My client provided data in the excel format (Performance_33218293.csv). This data covers the entire Q4 2020 for an engine with the highest count of ODP fault counts. I uploaded the data to my GitHub engine repository (https://github.com/lawbuk/engine) where it is downloaded for the analysis. Here is a sample of our data set.

# Read in original data sets from Github
Performance <- as_tibble(read.csv("https://raw.githubusercontent.com/lawbuk/engine/main/Performance_33218293.csv", sep = ",", na.strings = "NA",strip.white = TRUE, stringsAsFactors = FALSE))

# View data with DT package
datatable(head(Performance, 10))

Data Properties

Purpose: This data set contains performance variables that are related to oil differential pressure. The data collected at 5 second interval and it is to be used to understand the historical performance that led to the activation of fault codes. The the data will be used to build the predictive model that will be used to plan for service time.

Period: This data was collected for date range Oct 1st, 2020 through December 31st, 2020.

Variables: this data set has 15 variables.

Peculiarities: The oil_Diff_Press variable has observations capped at 125kPa. This is because the sensor that is reading the Oil_Diff_Press can read up to 125kPa.

Below are the variables and their description in this data set

Variable.type <-lapply(Performance,class)
Variable.desc <- c("Date when data was collected",
                   "Hour of the day when data was collected (24hr)",
                   "Minute of the day when data was collected (min)",
                   "Cumulative Engine hour at the time of data collection (Hrs.)",
                   "Engine crankcase pressure (CCP) (kPa)",
                   "Engine oil density",
                   "Engine dielectric",
                   "Engine fuel rate (gal/l)",
                   "Engine speed (rpm)",
                   "Engine net torque (Nm)",
                   "Engine oil viscosity",
                   "Engine oil temperature (Deg C)",
                   "Engine oil pressure (kPa)",
                   "Engine Oil Differential Pressure (ODP) (kPa)",
                   "Engine Oil Differential Pressure Fault Code 1321")

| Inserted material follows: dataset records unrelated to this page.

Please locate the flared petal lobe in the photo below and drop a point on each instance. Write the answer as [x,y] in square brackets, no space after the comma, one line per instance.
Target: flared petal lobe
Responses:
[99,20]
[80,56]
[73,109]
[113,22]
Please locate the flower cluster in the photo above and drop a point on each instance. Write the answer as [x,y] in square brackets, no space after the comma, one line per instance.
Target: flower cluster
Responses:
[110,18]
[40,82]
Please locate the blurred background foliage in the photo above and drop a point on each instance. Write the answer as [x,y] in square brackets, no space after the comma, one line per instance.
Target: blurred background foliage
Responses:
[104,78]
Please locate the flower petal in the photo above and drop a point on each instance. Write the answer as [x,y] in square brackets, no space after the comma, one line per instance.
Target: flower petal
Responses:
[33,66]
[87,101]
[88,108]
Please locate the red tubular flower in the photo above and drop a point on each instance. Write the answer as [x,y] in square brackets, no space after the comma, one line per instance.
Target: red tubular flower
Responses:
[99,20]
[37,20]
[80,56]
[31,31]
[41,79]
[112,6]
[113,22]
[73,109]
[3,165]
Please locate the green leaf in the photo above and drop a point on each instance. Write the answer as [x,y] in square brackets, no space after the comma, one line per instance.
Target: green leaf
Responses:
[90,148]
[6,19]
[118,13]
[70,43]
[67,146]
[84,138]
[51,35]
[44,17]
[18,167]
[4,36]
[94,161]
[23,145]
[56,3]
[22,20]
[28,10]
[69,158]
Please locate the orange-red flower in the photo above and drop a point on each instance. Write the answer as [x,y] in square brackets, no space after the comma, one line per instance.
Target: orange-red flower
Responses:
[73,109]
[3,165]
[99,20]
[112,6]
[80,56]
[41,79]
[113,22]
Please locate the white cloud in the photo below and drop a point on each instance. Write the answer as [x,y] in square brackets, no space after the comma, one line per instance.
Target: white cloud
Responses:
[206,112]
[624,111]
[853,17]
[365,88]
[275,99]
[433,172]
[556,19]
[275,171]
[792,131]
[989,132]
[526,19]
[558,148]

Variable.name1 <- colnames(Performance)
parameter.desc <-as_tibble(cbind(Variable.name1,Variable.type,Variable.desc))
colnames(parameter.desc) <- c("Variable", "Type", "Description")
kable(parameter.desc)
Variable Type Description
Date character Date when data was collected
Hour_of_Day integer Hour of the day when data was collected (24hr)
Minute integer Minute of the day when data was collected (min)
Run_Hours numeric Cumulative Engine hour at the time of data collection (Hrs.)
CCP numeric Engine crankcase pressure (CCP) (kPa)
Density numeric Engine oil density
Dielectric numeric Engine dielectric
Fuel_Rate numeric Engine fuel rate (gal/l)
Speed numeric Engine speed (rpm)
Torque numeric Engine net torque (Nm)
Viscosity numeric Engine oil viscosity
Oil_Temp numeric Engine oil temperature (Deg C)
Oil_Pressure numeric Engine oil pressure (kPa)
Oil_DP numeric Engine Oil Differential Pressure (ODP) (kPa)
FC_1362 integer Engine Oil Differential Pressure Fault Code 1321

Initial Data Exploration

All data cleaning steps were performed in RStudio in a R script. The first three columns are removed after getting combined to form a Datetime column, then the data type for each column is set.

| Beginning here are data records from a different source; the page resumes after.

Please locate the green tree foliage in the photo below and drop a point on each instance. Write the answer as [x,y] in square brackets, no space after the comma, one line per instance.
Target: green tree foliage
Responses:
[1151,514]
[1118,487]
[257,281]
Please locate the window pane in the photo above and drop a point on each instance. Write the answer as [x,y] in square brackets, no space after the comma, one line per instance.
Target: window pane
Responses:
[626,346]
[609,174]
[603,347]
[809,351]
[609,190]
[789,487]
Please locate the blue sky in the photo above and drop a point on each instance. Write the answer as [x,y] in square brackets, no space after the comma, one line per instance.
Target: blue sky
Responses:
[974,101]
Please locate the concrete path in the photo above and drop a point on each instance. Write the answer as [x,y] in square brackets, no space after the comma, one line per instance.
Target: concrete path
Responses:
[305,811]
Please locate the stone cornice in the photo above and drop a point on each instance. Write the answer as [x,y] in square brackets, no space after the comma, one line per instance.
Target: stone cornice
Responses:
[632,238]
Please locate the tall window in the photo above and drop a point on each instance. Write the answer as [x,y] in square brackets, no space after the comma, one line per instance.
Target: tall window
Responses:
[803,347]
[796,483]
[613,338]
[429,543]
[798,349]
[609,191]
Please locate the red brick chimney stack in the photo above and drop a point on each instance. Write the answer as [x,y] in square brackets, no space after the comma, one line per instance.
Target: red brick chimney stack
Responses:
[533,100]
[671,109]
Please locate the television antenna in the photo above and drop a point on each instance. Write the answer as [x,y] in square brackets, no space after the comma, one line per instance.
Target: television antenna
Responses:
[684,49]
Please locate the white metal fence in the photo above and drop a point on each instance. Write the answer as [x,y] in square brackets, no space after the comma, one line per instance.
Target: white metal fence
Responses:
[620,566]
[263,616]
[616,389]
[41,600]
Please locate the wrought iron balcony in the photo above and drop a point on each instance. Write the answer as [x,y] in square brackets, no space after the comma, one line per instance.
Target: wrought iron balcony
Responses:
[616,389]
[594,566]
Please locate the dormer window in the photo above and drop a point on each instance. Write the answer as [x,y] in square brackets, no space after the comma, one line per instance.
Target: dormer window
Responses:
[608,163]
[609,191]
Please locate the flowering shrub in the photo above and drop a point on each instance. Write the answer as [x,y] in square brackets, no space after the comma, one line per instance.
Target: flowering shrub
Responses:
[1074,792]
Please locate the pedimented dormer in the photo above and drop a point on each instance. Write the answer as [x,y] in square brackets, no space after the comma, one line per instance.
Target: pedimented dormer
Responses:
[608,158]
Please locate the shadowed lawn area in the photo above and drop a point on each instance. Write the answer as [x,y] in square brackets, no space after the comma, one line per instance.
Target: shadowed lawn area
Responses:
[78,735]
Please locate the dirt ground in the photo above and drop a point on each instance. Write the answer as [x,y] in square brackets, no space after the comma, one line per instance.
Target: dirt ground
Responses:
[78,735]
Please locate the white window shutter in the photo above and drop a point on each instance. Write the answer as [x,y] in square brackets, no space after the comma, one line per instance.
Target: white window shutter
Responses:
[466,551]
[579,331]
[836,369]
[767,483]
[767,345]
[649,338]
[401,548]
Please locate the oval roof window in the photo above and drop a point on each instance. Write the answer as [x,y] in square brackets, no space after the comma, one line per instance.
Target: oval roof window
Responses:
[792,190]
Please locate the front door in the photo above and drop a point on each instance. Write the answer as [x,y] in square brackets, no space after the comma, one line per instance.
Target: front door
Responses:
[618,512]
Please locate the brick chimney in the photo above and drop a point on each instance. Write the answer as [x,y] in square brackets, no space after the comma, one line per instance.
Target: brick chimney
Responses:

Performance<-Performance%>%
  mutate(time =str_c(Hour_of_Day,Minute,sep = ":"),
         time =str_c(Date,time,sep = " "),
         Date = ymd_hm(time)
         )%>%
  select(c(-time,-Hour_of_Day,-Minute))%>%
  rename(Datetime=Date)

# View data with DT package
datatable(head(Performance, n=10))

Missing data: I explored the data for the missing data and as seen the Viscosity, Dielectric and Density columns each has about 0.28% of missing data. Since there are enough observations, these missing points will be used to dropped from the data set.

#Check for missing data
plot_missing(Performance,
             missing_only = FALSE,
             geom_label_args = list(),
             title = "Parameters with missing Data",
             ggtheme = theme_gray(),
             theme_config = list(legend.position = c("none")))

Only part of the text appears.